I think the first time I read it, I skipped the beginning which was on "Self Care" back then I didn't realize my parenting issues were due to me not taking optimal care of my self, and managing stress constructively. back then I thought it wasn't so important, I thought I was fine and was satisfied with what I was giving myself (the concept of loving myself enough) anyway, I have a new appreciation of this section.
Also, I hadn't realized how much positive influence this book had on my parenting, it gave me so much in ways of parenting how I want to parent.
Basically, She says there are "4 factors" necessary to have high self esteem:
Belonging,(social creatures need a sense of connection with others)
Uniqueness (appreciation and attention and affection for who we are),
Power (she means this as feeling empowered, some sense of influence on ones day and environment),
Freedom of Expression (first amendment rights) she writes: "Childern must be able to say what they think, openly express their feelings, and ask for what they want or need if they are ever to develop an integrated sense of self"
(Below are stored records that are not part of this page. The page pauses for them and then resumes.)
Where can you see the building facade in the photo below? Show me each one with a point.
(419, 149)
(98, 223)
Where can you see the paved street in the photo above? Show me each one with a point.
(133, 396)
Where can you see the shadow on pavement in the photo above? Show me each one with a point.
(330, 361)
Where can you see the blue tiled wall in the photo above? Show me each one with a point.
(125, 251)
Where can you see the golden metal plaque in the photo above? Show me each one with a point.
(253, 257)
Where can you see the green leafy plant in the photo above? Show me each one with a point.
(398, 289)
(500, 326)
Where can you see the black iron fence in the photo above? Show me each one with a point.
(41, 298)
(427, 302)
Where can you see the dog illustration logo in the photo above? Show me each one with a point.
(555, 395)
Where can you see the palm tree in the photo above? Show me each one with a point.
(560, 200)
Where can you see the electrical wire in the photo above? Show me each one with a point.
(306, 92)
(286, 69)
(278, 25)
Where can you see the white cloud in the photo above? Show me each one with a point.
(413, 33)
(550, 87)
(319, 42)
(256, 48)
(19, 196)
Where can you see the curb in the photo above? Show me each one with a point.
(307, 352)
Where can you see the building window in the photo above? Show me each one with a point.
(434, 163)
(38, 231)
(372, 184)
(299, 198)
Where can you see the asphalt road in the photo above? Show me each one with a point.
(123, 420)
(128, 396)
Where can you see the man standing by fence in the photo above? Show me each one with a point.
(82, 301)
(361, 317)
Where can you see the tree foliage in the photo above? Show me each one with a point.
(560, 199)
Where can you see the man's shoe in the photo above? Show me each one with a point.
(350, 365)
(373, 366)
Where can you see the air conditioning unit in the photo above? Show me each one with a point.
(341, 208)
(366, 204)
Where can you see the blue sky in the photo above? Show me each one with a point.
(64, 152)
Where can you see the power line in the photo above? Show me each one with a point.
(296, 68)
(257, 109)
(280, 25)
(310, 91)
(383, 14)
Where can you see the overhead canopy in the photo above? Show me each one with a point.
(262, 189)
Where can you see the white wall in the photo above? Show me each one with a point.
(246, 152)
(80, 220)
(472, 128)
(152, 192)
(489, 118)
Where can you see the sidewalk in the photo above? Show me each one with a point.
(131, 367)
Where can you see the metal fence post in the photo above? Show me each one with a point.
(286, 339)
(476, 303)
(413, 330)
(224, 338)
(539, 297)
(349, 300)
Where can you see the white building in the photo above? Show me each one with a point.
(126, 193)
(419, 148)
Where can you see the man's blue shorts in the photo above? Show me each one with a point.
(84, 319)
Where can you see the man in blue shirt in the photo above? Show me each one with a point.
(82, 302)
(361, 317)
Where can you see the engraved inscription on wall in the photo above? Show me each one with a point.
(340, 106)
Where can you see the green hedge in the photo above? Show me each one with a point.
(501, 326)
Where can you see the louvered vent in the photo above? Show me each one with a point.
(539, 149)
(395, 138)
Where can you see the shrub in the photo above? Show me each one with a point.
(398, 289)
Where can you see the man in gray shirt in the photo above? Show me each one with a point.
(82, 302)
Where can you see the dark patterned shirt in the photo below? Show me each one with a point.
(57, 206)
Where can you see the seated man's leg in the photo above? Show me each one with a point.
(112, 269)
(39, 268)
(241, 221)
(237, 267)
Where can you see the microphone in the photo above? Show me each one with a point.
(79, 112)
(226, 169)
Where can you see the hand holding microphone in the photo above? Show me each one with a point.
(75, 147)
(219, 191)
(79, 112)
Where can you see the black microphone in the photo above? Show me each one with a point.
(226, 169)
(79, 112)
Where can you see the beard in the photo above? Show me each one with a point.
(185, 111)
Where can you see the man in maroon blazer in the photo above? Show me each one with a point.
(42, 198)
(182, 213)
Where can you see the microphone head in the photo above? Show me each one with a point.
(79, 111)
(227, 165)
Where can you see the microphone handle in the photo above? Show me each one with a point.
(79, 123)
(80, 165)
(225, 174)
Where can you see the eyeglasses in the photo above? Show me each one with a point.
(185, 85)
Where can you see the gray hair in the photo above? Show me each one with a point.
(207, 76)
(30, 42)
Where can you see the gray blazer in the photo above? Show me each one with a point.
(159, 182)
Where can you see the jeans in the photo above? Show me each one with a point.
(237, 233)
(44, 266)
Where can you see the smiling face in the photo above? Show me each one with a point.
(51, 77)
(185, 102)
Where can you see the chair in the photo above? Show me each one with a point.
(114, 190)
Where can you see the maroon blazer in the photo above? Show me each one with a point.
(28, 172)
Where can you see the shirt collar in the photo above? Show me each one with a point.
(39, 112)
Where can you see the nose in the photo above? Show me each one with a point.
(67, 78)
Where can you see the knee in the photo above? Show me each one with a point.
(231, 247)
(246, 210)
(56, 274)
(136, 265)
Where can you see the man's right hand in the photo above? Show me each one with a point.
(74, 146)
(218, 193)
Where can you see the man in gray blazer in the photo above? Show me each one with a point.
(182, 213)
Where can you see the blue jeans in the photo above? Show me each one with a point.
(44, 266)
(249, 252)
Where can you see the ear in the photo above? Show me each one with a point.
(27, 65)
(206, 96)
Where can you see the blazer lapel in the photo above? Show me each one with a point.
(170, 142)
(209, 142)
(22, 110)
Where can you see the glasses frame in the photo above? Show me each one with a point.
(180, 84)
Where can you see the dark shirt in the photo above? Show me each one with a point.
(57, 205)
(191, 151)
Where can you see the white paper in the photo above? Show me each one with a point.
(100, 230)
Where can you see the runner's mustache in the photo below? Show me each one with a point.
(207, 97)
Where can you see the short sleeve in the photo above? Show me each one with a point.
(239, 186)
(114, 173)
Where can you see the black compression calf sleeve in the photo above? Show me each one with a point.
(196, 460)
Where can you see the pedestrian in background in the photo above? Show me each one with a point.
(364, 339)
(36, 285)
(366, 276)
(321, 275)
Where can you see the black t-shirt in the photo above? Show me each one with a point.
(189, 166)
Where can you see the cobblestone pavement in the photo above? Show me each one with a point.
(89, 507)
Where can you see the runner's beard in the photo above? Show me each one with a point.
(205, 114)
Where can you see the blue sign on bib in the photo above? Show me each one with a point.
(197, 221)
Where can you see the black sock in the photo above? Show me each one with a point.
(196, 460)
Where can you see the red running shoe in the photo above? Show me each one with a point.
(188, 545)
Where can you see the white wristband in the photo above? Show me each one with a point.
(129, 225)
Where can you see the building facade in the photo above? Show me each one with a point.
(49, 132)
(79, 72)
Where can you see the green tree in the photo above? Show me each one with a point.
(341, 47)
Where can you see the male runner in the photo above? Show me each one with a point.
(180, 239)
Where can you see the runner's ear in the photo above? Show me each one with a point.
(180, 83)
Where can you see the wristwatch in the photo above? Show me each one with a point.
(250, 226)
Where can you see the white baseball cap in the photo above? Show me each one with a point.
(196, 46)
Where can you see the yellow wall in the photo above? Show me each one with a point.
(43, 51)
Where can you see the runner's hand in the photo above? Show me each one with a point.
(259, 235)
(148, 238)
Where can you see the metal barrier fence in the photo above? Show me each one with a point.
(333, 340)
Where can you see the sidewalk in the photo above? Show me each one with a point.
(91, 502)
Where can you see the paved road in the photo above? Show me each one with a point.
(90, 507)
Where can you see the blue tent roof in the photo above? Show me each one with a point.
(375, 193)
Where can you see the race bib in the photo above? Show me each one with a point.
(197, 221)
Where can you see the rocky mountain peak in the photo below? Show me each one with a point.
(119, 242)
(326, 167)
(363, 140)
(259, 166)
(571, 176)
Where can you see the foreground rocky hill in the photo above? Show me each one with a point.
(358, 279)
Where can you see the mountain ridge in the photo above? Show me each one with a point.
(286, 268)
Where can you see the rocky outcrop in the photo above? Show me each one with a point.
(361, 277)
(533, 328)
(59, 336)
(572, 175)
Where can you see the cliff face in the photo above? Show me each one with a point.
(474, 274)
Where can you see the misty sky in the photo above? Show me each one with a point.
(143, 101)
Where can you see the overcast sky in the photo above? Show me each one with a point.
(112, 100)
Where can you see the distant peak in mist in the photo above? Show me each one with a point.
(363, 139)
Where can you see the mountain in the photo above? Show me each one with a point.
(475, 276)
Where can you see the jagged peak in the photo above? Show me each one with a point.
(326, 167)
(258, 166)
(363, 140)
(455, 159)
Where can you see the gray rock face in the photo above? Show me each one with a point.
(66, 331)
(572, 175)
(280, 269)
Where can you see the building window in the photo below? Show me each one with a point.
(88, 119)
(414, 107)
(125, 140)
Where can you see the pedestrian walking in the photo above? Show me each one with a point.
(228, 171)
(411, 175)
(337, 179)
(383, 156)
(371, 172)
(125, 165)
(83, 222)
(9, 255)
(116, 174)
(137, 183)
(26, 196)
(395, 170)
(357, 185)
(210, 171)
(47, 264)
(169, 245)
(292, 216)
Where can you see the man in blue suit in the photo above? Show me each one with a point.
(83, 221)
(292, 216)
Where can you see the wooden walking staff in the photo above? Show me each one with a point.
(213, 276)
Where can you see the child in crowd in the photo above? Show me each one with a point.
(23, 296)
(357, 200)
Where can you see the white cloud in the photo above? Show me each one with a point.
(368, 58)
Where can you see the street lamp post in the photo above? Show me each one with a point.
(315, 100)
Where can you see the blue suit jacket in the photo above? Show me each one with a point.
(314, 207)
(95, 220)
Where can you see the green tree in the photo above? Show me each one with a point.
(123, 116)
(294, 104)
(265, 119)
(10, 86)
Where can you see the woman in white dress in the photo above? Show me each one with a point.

(page 31) two guiding principals:
1-get to know your kids needs, and examine how they are currently being met in the four areas (think of belonging, uniqueness, power, and freedom as basic needs)
2-remember: Our Kids are always trying to get their needs met . Consequently, if one of these four basic needs is unfulfilled, the child will focus a great deal of his attention on that area in order to fill the emotional hole the best way they can.
by Imamom4sureAugust 12, 2011 at 9:35 PM
I really believe in the concept of encouragement, and believe that most problematic behavior comes from feeling spiritually discouraged about something.